VOORBEREIDINGEN
26
> Stel de onderdraadspanning met het instelwiel op een hogere waarde in, als de bovendraad aan de
achterzijde van de stof zichtbaar is.
Bovendraadspanning in de draadgeleiding instellen (dikke garens)
Tevens kan de bovendraadspanning door verschuiven van de instelplaat worden veranderd.
1
2
3
1
Bevestigingsschroef
2
Instelplaat
> Voor het verkleinen van de bovendraadspanning, draai de bevestigingsschroef los, schuif de instelplaat
naar links en draai de bevestigingsschroef vast.

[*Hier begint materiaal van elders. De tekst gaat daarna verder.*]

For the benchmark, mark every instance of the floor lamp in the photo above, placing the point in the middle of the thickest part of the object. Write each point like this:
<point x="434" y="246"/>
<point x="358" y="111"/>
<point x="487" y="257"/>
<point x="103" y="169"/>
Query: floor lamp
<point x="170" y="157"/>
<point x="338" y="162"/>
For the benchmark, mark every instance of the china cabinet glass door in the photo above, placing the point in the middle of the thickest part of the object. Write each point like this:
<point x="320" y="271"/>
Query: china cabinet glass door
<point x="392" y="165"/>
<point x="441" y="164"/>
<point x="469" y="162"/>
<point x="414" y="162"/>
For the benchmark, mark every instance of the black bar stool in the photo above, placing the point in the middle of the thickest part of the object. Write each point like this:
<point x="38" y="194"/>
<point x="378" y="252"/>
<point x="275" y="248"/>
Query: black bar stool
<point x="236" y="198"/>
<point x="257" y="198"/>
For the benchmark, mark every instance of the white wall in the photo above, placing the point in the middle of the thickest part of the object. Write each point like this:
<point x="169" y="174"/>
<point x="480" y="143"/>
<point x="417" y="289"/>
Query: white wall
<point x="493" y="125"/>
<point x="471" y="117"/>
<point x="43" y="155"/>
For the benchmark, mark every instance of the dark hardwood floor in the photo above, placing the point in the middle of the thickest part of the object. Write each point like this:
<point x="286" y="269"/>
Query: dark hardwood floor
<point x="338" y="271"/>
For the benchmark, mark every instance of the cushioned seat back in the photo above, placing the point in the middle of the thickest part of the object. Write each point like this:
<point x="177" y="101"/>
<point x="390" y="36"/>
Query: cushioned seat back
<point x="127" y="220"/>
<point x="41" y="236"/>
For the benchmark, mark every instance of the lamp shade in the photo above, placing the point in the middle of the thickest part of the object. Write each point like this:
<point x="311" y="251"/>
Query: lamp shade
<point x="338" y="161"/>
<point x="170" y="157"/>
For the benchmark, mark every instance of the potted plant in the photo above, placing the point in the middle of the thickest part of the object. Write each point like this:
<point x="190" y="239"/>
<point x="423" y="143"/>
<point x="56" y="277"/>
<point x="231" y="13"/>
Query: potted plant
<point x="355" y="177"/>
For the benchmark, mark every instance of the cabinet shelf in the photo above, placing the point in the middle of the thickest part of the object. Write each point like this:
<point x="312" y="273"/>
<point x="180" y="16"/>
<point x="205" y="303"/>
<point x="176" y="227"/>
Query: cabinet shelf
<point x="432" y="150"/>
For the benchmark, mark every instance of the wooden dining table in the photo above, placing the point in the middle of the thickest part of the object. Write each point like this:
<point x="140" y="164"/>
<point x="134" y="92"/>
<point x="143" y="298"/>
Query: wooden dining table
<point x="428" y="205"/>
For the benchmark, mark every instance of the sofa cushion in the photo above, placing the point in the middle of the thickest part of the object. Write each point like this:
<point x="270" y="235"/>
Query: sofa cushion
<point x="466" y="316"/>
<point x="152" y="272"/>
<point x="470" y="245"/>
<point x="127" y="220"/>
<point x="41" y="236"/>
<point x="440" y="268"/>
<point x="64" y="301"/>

> Voor het verhogen van de bovendraadspanning, draai de bevestigingsschroef los, schuif de instelplaat
naar rechts en draai de bevestigingsschroef vast.
Bovendraadspanning in de draadvoorspanning instellen
Tevens kan de bovendraadspanning door verdraaien van het instelwiel «Draadvoorspanning» worden
veranderd. Door het verdraaien verandert de spanning tussen de draadspanningsschijven. Bij de
standaardinstelling verzinkt de schroefkop tot ca. 4 mm (1/8 tot 3/16") in het instelwiel.